Di tengah serangkaian dentuman cepat, Shang Xia membuka gerbang menuju halaman sambil menguap keras. Begitu gerbang terbuka sedikit, dua penjaga dari Alam Bela Diri bergegas masuk.
“Apakah hanya kau seorang di sini?” Kedua penjaga itu menatap Shang Xia dengan tatapan dingin. Salah satu dari mereka bertanya sementara yang lain mengamati halaman dengan saksama.
Shang Xia tampak ketakutan melihat tingkah laku mereka yang ganas, dan dia berdiri terpaku di tempatnya dengan mulut terbuka lebar karena terkejut.
Saat itu, terdengar suara derit lembut dari ruang utama dan Hai Min menarik mantel yang dibelikan Shang Xia untuknya erat-erat sebelum keluar. “Sayang, siapa yang datang sepagi ini? Kenapa…”
Sebelum ia menyelesaikan kalimatnya, ia melihat para penjaga berdiri di tengah halaman dan ia mundur dengan ketakutan. Ia melangkah mundur beberapa langkah, dan ia ingin menutup pintu, tetapi salah satu penjaga menggeram, “Apakah kalian berdua baru di sini? Halaman ini milik orang lain sebelumnya…”
Tangisan polos terdengar dari belakang Hai Min tepat saat pria itu berbicara. “Ibu, aku lapar! Aku ingin makan pangsit!” gumam Yuanyuan sambil menggosok matanya dan kepalanya yang kecil muncul dari balik kaki Hai Min. Melihat para penjaga berdiri di halaman mereka, Yuanyuan mendongak ke arah Hai Min dan bertanya, “Siapa mereka?”
Sambil meraih Yuanyuan, Hai Min dengan cepat menariknya kembali ke dalam ruangan.
Setelah melihat anak kecil itu, kecurigaan para penjaga tampaknya sirna. Mereka kembali kepada Shang Xia dengan sikap yang jauh lebih ramah dan menjelaskan situasinya. “Ada beberapa aktivitas mencurigakan yang terjadi di kota akhir-akhir ini dan semua orang sedang waspada. Jika Anda menemukan sesuatu yang aneh, segera beri tahu para penjaga.”
“Tentu, tentu,” jawab Shang Xia sebelum mengantar mereka pergi dengan hormat. Setelah itu, ia pergi keluar untuk membeli pangsit untuk Hai Min dan Yuanyuan.
Di tengah sarapan mereka, Hai Min menoleh ke arah Shang Xia. “Beberapa kerabatku akan mengunjungi kita nanti.”
Shang Xia bahkan tidak mengangkat kepalanya saat makan. “Kalau begitu, kau harus menjamu mereka sendiri. Aku harus meninggalkan kota hari ini untuk berburu. Kalau tidak, keluarga kita akan kehabisan uang dalam beberapa hari.”

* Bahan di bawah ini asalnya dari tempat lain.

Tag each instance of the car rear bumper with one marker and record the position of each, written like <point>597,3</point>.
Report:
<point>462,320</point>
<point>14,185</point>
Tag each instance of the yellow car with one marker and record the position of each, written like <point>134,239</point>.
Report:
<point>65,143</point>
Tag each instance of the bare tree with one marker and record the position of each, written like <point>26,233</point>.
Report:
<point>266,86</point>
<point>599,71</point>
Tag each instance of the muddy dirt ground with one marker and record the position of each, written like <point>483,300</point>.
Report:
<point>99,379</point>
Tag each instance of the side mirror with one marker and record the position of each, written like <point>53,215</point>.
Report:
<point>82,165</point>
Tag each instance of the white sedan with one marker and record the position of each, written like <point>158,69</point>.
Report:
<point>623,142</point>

Hai Min menatap Shang Xia dengan terkejut ketika mendengar perkataannya. Wajahnya memerah dan terasa sedikit panas. Namun, ia mendengar perkataan Shang Xia tentang pergi berburu dan bergumam, “Kau… Kau harus berhati-hati saat pergi berburu…”
Yuanyuan memiringkan kepalanya ke samping dan bertanya dengan mulut penuh makanan, “Mama, apakah ini ayahku? Mama bilang ayah akan membelikanku banyak makanan enak saat pulang nanti! Dia juga akan membelikanku mainan dan bermain denganku! Benarkah?”

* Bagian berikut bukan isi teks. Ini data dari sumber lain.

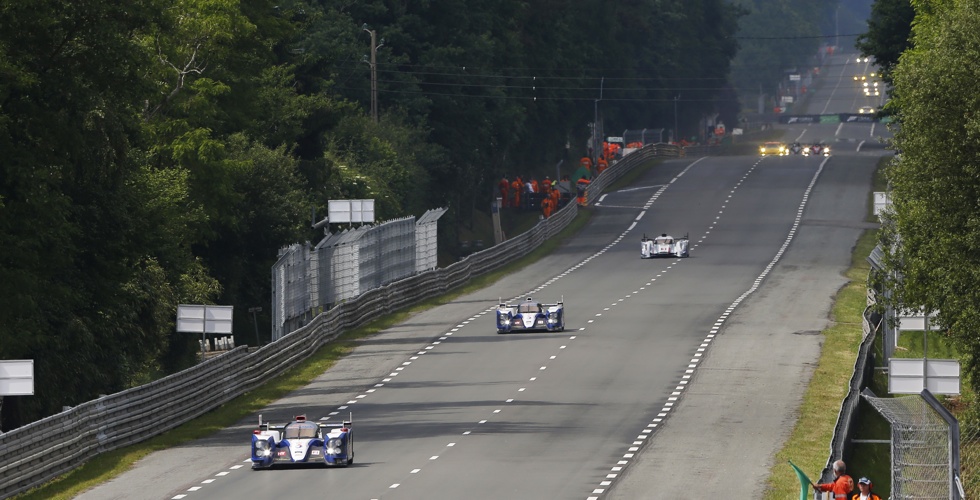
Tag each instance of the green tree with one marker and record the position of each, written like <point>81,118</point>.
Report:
<point>889,34</point>
<point>933,240</point>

Mata Hai Min memerah setelah mendengar ucapan putrinya, dan dia segera menundukkan kepala.
Shang Xia memperhatikan perubahan suasana hati Hai Min dan rasa nakal memenuhi pikirannya. Dia menoleh ke Yuanyuan dan tertawa, “Kenapa kau tidak memanggilku ayah?”
Sambil terbatuk sekali, Hai Min menoleh dan menatap Shang Xia dengan ekspresi aneh di wajahnya. Namun, Yuanyuan tampak gembira. Dia berteriak dengan gembira, “Hehe! Aku akan memanggilmu ayah ketika kau membawakan kelinci kecil untukku!”
“Habiskan makananmu! Jangan bicara omong kosong!” bentak Hai Min pada Yuanyuan sebelum menundukkan kepalanya karena malu. Dia tidak berani menatap Shang Xia lagi.
Sambil melirik Hai Min yang pipinya memerah, Shang Xia tertawa. “Baiklah. Aku akan membawakanmu kelinci.”
Setelah dia berbicara, dia tanpa sadar mengaitkan jari kelingkingnya dengan Yuanyuan.
…
Setelah kejadian pagi itu dan setelah selesai sarapan, Shang Xia meninggalkan kota begitu gerbang dibuka.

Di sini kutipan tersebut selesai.